このリリースを見て私が真っ先に思い出したのは、2020年に参加した株主総会です。

私はこの時の質疑において、常包現会長に住宅業界向けのポテンシャルについて確認させていただきました。

(たぶん今言うべきかどうか、迷われていたのだと思いますが)3秒くらいの間があった後、「結論から申し上げると食品業界向け・日雑業界向け同様、10億円規模の市場になると考えている」と仰っていただけました。


私がどれだけ株価が下がろうと当社を買い続けていたのは、一つにはこの明確なビジョンとそれをベースにした価値評価があったからです。

具体的な推進方法はこの時点では不明でしたが、今回のリリースで「(突破口は)これだったのか!」と「つながった感」があり、大変感慨深いです。
(業績で結果が出るのはまだ先ですが 笑)

今回改めて確認させていただいたところでも、住宅業界はやはり「食品業界レベルまで成長させるべく注力していく」とのことでした。

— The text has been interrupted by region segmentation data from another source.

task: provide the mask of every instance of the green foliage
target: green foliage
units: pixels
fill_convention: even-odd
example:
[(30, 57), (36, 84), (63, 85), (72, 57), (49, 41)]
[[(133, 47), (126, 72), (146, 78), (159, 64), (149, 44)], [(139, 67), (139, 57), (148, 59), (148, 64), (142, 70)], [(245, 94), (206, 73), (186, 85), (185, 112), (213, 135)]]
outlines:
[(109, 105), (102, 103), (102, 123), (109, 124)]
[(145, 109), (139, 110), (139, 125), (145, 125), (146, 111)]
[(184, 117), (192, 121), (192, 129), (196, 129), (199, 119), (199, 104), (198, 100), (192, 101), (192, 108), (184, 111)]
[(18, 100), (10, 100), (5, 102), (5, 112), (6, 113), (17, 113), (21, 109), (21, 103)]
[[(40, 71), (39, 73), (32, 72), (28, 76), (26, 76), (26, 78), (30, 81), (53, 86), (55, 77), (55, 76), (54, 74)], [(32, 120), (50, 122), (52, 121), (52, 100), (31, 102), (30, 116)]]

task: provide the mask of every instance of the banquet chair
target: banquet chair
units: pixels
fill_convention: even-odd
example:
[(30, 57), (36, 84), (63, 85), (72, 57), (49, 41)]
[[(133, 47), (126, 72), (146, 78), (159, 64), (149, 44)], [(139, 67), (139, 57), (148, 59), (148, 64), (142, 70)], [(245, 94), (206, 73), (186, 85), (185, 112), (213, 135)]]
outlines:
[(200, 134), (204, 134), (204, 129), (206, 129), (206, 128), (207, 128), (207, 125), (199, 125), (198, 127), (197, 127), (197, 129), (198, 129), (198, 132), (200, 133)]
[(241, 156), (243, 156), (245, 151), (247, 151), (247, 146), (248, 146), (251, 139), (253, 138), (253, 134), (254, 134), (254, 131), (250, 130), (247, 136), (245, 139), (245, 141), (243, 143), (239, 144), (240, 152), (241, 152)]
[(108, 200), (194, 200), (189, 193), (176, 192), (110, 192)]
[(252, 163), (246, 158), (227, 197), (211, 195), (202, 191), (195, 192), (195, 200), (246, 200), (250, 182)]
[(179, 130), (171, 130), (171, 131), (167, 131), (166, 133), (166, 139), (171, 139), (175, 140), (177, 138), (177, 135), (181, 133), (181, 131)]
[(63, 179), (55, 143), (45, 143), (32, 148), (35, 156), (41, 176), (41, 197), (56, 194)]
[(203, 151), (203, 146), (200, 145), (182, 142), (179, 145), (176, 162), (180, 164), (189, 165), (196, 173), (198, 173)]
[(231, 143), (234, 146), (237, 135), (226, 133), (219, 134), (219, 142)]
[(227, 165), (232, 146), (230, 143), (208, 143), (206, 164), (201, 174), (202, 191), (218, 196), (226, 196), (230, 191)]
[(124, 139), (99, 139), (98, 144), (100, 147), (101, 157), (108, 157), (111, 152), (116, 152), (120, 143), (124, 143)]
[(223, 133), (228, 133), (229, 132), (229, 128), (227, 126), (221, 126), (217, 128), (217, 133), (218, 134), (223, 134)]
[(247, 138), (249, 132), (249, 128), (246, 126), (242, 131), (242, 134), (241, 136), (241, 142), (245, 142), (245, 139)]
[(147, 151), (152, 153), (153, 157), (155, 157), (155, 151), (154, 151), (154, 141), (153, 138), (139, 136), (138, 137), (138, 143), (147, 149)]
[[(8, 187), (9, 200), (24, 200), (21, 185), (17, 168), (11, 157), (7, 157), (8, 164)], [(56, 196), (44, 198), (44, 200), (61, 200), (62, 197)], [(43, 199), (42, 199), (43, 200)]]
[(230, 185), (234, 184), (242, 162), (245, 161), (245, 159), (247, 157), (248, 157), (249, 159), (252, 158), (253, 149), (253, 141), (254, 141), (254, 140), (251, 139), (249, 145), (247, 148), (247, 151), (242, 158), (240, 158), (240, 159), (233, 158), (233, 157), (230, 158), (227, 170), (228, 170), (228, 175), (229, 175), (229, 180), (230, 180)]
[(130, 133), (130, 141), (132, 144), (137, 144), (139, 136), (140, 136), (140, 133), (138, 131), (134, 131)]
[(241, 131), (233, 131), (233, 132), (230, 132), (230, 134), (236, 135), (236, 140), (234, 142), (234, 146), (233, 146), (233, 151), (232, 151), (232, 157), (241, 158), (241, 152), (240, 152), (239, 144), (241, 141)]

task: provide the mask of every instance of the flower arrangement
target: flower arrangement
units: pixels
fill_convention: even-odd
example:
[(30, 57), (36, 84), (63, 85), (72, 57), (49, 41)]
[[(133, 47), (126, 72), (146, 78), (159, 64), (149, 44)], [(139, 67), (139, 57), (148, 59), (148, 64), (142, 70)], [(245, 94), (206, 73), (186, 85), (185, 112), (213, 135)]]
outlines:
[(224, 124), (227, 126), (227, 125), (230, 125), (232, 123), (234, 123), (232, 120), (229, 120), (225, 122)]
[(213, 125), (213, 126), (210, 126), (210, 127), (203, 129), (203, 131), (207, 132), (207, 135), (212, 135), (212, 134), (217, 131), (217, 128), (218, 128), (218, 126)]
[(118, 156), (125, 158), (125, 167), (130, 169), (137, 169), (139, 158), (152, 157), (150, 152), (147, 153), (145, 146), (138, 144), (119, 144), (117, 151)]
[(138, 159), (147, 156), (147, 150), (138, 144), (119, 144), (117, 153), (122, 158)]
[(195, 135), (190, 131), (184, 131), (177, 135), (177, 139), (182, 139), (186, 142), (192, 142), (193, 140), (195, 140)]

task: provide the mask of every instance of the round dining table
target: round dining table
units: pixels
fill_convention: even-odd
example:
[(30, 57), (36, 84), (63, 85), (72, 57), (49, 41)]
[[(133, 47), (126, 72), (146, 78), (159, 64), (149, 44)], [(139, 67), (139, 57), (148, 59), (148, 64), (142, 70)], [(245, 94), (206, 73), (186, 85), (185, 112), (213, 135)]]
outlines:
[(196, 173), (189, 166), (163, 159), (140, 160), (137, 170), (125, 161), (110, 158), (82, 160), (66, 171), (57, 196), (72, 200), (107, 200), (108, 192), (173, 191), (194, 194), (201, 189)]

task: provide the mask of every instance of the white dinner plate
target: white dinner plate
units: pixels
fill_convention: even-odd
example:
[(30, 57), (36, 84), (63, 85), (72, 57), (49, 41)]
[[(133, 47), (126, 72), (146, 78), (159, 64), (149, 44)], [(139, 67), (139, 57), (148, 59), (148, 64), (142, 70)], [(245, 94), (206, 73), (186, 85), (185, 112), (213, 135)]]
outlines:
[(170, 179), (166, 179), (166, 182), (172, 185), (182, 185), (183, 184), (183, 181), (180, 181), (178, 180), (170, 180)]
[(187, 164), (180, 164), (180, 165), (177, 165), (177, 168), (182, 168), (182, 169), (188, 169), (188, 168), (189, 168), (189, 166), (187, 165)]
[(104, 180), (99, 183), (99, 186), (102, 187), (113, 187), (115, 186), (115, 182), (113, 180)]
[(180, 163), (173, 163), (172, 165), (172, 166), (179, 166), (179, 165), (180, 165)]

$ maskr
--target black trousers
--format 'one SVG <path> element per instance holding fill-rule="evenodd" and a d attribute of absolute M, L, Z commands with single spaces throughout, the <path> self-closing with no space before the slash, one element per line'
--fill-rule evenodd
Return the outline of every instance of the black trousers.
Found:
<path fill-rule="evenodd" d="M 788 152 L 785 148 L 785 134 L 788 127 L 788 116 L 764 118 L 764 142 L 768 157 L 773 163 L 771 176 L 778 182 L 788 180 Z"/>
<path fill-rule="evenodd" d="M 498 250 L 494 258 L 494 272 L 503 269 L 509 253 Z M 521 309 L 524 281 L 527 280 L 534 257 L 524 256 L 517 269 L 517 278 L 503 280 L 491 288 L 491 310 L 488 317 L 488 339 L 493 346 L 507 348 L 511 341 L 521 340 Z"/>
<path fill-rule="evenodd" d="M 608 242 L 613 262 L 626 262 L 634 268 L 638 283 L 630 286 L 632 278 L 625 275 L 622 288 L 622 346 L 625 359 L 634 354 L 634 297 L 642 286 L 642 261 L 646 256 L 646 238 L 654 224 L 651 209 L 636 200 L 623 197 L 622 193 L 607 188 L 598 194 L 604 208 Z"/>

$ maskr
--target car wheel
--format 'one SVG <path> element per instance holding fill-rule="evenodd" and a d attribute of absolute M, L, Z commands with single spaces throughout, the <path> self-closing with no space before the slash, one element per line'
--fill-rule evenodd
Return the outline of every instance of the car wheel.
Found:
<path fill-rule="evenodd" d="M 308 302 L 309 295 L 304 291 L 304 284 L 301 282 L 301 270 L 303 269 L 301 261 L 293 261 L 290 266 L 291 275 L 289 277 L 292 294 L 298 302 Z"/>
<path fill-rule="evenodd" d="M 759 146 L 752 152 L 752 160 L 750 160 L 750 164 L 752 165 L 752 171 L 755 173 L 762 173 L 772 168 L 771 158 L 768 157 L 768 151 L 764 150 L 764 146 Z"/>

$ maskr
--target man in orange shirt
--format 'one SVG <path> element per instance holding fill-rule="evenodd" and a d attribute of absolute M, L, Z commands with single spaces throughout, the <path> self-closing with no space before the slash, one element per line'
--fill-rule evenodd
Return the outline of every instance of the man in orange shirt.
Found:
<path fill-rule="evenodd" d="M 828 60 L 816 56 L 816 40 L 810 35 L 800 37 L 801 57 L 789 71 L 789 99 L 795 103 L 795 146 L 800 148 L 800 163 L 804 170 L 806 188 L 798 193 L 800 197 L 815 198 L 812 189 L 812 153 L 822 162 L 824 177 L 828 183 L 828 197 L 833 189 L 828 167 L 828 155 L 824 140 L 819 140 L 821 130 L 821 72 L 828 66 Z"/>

コロナ禍の間、ずっと停滞していた分野が力強く成長していくとなれば、中長期的に全体業績へのインパクトは相当なものになるでしょう。

こういった継続的にフォローしているからこその気付きが、長期投資の醍醐味であると、改めて思うところです。


さて、ここで一つ注意点があります。

この「e住なび」関連の業績貢献は、おそらく今年度は限定的なものに留まり、来年度以降が本番ということになるでしょう。

しかも当社の場合はお客様の予算の関係上もあり、4Qで利益の半分を稼ぐ体質です。
(1~3Qの数字自体は、ほとんど意味がないと言ってもいいくらいです。)

「数字として目覚ましい結果が表れるのは、再来年の春以降」と見ておいた方が無難かもしれません。


当社の場合は特に、短期での成果を性急に求めると痛い目に遭いかねません。

信用買いなどせず、そのくらいの長い時間軸で見守ることのできる株主の方が増えて欲しい、そんな仲間が増えて欲しいという思いでこの一連の記事を書かせていただいたことを、最後に付け加えておきます。

(終わり)

当社に関する記事に対する関心の高さがうかがえました。ありがとうございます。